Israel intensificou os ataques contra o país vizinho, apesar da pressão dos Estados Unidos, que têm tomado medidas para pôr fim ao isolamento internacional da Síria após a tomada do poder pelos rebeldes no fim do ano passado. O secretário de Estado americano, Marco Rubio, afirmou na quarta-feira que o governo de Donald Trump se engajou com todas as partes no conflito para encerrar os confrontos.
“Concordamos com medidas específicas que porão fim a esta situação preocupante e terrível esta noite. Isso exigirá que todas as partes cumpram os compromissos assumidos e é isso que esperamos plenamente que façam”, escreveu Rubio no X, antigo Twitter. Ele descreveu a tensão entre Israel e a Síria como um “mal-entendido”.
Desafio para o novo governo
O Observatório Sírio para os Direitos Humanos, uma ONG com sede no Reino Unido, informou anteriormente que 116 pessoas foram mortas desde o início dos combates no domingo 13 — 64 drusos, incluindo quatro civis, e 52 membros das forças governamentais e tribos beduínas. O Ministério da Defesa listou 18 mortes entre militares.
O aumento da violência destaca um dos principais desafios de Ahmed al-Sharaa, que substituiu Bashar al-Assad após o grupo rebelde por ele liderado derrubar a ditadura. Seu passado causa reticência em grande parte da população, uma vez que esteve ligado à rede terrorista Al Qaeda. A pressão é alta para que ele prove que é capaz de governar uma democracia, e ele tem lutado para assumir o controle da área próxima à fronteira israelense.
Embora Sharaa tenha sido impulsionada pela rápida melhora dos laços com o governo do presidente dos Estados Unidos, Donald Trump, que retirou as sanções contra a Síria, a violência evidenciou tensões sectárias persistentes. A maior parte da população segue a vertente sunita do islã, defendida por Sharaa e suas forças, mas há diversas minorias, como alauítas, drusos e curdos.
A desconfiança entre grupos minoritários em relação ao seu governo persiste – desconfiança essa que foi aprofundada pelos assassinatos em massa de alauítas em março, que deixaram 1.600 mortos. A violência foi interpretada, em parte, como uma vingança, já que a família Assad é alauíta.
Há ainda a questão do que fazer com os curdos no norte do país. As forças curdas foram fundamentais no combate à ditadura de Assad e exigem que seu sacrifício seja recompensado com algum grau de autonomia, e existem negociações para incorporá-los ao Exército.

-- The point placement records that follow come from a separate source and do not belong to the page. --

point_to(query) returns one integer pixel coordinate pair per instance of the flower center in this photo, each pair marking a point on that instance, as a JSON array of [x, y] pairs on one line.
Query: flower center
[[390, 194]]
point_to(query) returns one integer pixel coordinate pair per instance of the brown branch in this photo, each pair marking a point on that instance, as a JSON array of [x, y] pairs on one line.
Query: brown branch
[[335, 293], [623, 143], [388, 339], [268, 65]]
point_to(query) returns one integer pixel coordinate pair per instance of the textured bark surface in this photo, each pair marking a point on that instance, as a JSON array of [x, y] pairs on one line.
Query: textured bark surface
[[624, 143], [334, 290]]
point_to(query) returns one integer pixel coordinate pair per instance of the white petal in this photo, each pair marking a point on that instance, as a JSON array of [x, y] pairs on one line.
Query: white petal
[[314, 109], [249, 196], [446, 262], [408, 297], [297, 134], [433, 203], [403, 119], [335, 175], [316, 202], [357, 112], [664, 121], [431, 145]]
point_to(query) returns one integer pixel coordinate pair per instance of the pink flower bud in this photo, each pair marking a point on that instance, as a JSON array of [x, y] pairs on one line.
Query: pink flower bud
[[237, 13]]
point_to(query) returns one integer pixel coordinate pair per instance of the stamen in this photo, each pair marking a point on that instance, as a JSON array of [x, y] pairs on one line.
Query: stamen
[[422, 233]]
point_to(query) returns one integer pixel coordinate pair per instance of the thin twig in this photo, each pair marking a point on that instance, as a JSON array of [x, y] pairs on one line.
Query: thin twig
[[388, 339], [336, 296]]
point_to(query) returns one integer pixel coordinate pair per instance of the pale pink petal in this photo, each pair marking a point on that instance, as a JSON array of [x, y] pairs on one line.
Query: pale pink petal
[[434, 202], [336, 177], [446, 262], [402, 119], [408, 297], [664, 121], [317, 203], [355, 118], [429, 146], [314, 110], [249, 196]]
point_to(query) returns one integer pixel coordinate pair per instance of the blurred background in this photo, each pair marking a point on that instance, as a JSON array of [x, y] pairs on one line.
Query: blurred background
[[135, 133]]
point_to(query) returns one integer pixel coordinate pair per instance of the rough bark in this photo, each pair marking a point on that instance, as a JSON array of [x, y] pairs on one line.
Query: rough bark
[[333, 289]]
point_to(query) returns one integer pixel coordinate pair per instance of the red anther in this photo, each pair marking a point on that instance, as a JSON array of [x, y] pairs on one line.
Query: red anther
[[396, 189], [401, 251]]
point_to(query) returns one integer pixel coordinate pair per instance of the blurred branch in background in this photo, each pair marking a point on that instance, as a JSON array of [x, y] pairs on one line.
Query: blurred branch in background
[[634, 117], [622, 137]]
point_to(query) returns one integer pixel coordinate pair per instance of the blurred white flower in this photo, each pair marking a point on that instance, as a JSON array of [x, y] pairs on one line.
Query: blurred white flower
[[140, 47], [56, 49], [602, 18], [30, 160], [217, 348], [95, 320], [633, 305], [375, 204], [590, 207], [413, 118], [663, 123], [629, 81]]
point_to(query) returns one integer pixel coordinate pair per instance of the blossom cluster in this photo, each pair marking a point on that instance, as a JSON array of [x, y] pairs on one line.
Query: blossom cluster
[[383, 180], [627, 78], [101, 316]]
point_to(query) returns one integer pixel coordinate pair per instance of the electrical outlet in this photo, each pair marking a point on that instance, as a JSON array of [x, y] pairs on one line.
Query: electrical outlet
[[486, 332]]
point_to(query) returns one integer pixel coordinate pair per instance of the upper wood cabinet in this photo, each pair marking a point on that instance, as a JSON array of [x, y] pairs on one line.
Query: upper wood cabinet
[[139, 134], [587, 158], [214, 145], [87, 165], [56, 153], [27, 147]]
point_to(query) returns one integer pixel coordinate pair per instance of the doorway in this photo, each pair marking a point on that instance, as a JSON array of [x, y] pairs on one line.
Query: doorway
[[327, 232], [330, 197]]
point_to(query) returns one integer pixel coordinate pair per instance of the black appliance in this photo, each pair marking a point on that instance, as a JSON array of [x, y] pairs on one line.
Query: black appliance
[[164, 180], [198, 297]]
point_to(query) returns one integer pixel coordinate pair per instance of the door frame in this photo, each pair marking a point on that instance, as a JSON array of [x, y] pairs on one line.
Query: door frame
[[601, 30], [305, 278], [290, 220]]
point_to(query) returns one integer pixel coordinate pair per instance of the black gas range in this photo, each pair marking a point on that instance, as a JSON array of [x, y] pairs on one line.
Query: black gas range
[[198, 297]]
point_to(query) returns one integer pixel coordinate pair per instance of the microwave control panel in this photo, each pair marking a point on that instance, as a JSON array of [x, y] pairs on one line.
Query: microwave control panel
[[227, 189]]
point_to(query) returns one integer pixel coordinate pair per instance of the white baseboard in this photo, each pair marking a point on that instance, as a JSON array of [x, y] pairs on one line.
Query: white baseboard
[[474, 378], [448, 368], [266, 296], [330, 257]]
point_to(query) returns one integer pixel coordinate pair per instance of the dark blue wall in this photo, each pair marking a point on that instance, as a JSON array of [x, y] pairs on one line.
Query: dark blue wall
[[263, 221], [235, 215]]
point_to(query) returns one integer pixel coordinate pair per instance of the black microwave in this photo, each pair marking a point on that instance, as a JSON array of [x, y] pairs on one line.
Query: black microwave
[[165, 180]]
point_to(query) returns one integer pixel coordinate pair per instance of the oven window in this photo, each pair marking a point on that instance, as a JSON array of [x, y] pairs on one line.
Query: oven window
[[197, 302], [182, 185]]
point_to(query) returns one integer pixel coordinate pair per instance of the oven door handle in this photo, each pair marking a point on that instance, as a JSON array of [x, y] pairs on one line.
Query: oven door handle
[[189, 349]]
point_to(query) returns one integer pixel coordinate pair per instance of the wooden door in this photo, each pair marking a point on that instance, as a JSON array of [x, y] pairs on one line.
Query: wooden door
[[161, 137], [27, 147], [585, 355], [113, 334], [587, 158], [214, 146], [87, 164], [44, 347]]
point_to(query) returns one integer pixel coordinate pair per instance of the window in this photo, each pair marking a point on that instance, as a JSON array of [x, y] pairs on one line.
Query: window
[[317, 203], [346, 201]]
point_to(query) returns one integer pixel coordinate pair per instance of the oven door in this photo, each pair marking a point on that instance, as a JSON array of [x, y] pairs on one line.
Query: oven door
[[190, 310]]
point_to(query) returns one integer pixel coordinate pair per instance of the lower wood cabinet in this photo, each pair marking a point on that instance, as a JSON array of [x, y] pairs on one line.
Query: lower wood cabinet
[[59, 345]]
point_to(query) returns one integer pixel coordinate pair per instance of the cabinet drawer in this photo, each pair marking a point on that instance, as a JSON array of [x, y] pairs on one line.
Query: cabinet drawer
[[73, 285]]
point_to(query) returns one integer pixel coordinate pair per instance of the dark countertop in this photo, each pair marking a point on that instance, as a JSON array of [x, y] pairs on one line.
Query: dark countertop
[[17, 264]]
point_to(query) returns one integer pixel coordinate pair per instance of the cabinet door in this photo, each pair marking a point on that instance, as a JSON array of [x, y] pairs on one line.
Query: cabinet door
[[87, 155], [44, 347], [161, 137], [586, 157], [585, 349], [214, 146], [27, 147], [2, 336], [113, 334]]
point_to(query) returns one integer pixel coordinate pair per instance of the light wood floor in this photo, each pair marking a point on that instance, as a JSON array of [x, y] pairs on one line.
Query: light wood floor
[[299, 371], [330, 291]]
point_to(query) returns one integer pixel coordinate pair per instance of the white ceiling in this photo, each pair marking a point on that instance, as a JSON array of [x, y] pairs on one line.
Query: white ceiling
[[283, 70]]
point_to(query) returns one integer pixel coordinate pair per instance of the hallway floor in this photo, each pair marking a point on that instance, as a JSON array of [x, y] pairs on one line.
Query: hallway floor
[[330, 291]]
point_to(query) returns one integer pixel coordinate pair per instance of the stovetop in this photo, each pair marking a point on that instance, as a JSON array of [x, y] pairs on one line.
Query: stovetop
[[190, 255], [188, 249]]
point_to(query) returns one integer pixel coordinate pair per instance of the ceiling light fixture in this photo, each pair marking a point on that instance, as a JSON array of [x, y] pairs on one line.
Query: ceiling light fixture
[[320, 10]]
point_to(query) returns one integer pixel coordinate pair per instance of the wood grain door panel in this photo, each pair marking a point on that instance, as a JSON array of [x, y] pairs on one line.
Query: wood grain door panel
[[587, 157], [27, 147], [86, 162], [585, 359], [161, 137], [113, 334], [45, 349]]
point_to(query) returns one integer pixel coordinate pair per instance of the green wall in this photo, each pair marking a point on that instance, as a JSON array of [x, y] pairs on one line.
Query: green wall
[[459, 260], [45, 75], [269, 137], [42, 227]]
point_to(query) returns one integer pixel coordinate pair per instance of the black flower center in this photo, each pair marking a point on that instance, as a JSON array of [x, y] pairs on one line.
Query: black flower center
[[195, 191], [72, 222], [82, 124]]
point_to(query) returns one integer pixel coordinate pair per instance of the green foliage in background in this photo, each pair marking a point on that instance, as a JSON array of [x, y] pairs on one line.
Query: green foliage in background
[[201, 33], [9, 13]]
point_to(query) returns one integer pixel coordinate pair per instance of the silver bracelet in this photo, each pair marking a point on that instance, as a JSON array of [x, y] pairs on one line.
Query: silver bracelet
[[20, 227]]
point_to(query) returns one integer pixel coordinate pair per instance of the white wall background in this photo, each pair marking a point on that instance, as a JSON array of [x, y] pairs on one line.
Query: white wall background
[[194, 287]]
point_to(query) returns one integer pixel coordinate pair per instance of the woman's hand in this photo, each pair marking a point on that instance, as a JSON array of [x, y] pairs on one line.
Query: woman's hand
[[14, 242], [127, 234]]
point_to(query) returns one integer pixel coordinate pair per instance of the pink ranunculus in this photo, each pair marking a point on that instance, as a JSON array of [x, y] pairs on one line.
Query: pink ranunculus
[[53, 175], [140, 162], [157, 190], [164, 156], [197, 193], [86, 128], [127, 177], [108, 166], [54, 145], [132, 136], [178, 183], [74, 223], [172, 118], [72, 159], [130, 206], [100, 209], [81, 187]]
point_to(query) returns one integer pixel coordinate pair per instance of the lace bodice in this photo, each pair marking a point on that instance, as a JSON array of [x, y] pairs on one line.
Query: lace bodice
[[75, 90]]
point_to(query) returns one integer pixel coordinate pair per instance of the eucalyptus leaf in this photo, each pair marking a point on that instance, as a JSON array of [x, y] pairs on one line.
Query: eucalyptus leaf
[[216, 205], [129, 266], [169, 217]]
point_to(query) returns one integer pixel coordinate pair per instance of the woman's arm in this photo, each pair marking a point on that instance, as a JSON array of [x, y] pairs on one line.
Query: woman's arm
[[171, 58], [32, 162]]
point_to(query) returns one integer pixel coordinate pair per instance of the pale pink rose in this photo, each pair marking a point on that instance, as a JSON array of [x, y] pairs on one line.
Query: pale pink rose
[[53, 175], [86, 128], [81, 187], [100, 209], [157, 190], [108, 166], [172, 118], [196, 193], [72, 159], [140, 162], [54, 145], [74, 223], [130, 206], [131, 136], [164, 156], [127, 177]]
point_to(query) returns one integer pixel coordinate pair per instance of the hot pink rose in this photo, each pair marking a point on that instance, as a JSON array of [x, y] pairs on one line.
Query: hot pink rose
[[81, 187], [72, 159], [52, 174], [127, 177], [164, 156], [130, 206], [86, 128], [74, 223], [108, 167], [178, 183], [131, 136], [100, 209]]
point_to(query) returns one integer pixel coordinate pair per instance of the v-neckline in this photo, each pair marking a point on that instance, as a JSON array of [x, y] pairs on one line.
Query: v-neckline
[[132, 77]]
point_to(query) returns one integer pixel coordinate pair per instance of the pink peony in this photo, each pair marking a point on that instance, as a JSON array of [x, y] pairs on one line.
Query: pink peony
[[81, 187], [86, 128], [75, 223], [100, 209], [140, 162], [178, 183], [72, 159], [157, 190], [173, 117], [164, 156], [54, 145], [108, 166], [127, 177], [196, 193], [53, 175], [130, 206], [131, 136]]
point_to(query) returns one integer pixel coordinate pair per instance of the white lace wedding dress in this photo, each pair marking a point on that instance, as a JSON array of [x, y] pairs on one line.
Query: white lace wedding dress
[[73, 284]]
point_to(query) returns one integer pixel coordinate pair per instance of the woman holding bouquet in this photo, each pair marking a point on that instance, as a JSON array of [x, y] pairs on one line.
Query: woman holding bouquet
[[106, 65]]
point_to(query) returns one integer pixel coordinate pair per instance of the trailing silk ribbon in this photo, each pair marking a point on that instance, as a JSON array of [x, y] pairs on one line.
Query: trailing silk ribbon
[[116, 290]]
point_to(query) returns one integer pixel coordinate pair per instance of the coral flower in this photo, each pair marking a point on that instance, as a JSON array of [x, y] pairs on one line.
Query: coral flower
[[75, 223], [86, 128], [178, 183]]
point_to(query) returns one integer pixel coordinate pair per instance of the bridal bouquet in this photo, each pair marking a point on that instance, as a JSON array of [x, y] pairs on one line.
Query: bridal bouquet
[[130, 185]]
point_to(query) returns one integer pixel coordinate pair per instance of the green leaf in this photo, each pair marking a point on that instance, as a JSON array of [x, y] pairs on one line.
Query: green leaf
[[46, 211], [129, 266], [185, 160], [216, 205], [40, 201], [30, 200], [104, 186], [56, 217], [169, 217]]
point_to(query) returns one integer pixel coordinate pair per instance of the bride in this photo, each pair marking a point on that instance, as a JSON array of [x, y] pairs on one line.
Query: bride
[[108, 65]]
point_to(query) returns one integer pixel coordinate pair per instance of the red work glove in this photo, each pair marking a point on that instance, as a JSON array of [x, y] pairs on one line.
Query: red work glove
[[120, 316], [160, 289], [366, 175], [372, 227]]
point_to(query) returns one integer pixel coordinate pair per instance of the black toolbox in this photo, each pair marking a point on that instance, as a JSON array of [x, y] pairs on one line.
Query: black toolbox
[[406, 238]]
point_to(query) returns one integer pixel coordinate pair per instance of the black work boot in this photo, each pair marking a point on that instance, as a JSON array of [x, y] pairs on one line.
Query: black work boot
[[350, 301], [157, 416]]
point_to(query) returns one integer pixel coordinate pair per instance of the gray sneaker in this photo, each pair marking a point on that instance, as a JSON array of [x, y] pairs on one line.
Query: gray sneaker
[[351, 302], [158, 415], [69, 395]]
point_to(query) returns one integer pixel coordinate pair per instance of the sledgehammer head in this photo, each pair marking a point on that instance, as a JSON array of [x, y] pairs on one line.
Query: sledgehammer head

A expectativa é de que Sharaa altere o alinhamento internacional sírio e entre em algum tipo de acordo de normalização com Israel. Não deve ser nada fácil. Os dois países têm uma rivalidade histórica, incluindo a tomada israelense das Colinas de Golã na Guerra dos Seis Dias, em 1967. Após a queda de Assad, Israel aproveitou para fazer mais de 700 ataques aéreos na Síria nos últimos meses e ocupou parte do território na fronteira.